24. April 2022

Erich-Mühsam-Abend in Traunstein

Am nächsten Donnerstag, den 28.04.2022 um 19:30 Uhr findet in Traunstein im Saal des Hofbräustüberls ein vom Kreisverband DIE LINKE. Traunstein organisierter Erich-Mühsam-Abend statt. Als Referent konnten wir den politischen Philosophen und Anarchisten Dr. phil. Peter Seyferth gewinnen.

Hier eine Zusammenfassung über das Leben Erich Mühsams und um was es an diesem Abend gehen wird:

Mühsam wird 1878 in Berlin als Sohn eines jüdischen Apothekers geboren und wächst in Lübeck auf. Erich Mühsam lehnte schon sehr früh jegliche Autorität ab und wird wegen „sozialistischer Umtriebe“ der Schule verwiesen.

Ab 1901 lebt Mühsam in Berlin und wird Schriftsteller. In Berlin entsteht eine Lebensfreundschaft mit Gustav Landauer. Auf dessen Anregung beschäftigt er sich mit den anarchistischen Theorien von Kropotkin und Bakunin.
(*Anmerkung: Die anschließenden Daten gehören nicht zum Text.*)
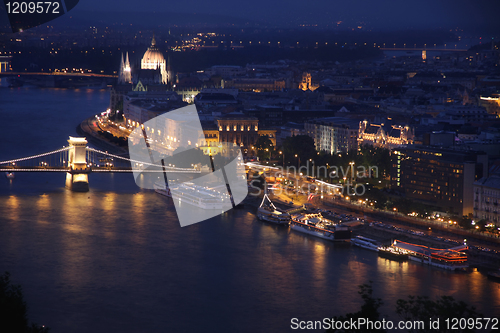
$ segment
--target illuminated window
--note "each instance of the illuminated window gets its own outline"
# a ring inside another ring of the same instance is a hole
[[[233,128],[234,128],[234,130],[236,131],[236,125],[234,125],[234,127],[233,127]]]
[[[226,126],[226,131],[228,131],[228,132],[229,132],[229,125],[227,125],[227,126]]]
[[[259,127],[257,125],[255,125],[255,130],[258,131],[259,130]]]
[[[242,132],[244,131],[244,126],[243,126],[243,125],[241,125],[241,131],[242,131]]]

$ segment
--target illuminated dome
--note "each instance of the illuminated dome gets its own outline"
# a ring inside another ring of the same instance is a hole
[[[163,54],[161,54],[160,50],[158,50],[158,48],[156,47],[156,40],[153,36],[151,46],[148,47],[148,50],[142,57],[141,69],[157,69],[158,67],[162,67],[162,64],[164,63],[165,58],[163,57]]]

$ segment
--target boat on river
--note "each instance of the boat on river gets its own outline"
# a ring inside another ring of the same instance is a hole
[[[271,222],[280,225],[288,225],[290,214],[286,211],[276,208],[267,193],[264,193],[262,202],[257,209],[257,217],[261,221]]]
[[[321,213],[297,213],[290,220],[292,230],[329,241],[351,241],[351,229],[325,219]]]
[[[380,242],[363,236],[356,236],[354,238],[351,238],[351,244],[375,252],[378,252],[379,247],[382,246]]]

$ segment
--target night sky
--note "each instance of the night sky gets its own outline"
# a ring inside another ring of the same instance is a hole
[[[119,10],[196,12],[276,24],[342,20],[374,29],[460,27],[500,33],[499,0],[84,0],[74,9]]]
Nach einigen Wanderjahren zieht er 1909 nach München. Hier wird er zu einer Zentralfigur der „Schwabinger Bohème“ und freundet sich mit Schriftstellern wie u. a. Heinrich Mann, Frank Wedekind und Ernst Toller an. Sein Geld verdient er als Schriftsteller, Kabarettist Redakteur und als sein eigener Verleger. Er setzt sich unermüdlich für die Unterprivilegierten und Unterdrückten ein.

Nach dem Ende des Ersten Weltkriegs ist Mühsam eine der wichtigsten Persönlichkeiten der Bayrischen Räterepublik. Nach dem Scheitern der Revolution, dem die Ermordung von Kurt Eisner vorausgegangen war, wird er wegen Hochverrats zu 15 Jahren Festungshaft verurteilt. Nach 5 Jahren kommt er im Zuge einer Amnestie frei.

Erich Mühsam gehört nicht zufällig zu den ersten Opfern des Nazi-Regimes. Er ist seit langem als entschiedener Gegner des Nationalsozialismus bekannt und ruft bis zuletzt zum Kampf gegen den Faschismus auf.

Warum nun eine Veranstaltung zu Erich Mühsam in Traunstein?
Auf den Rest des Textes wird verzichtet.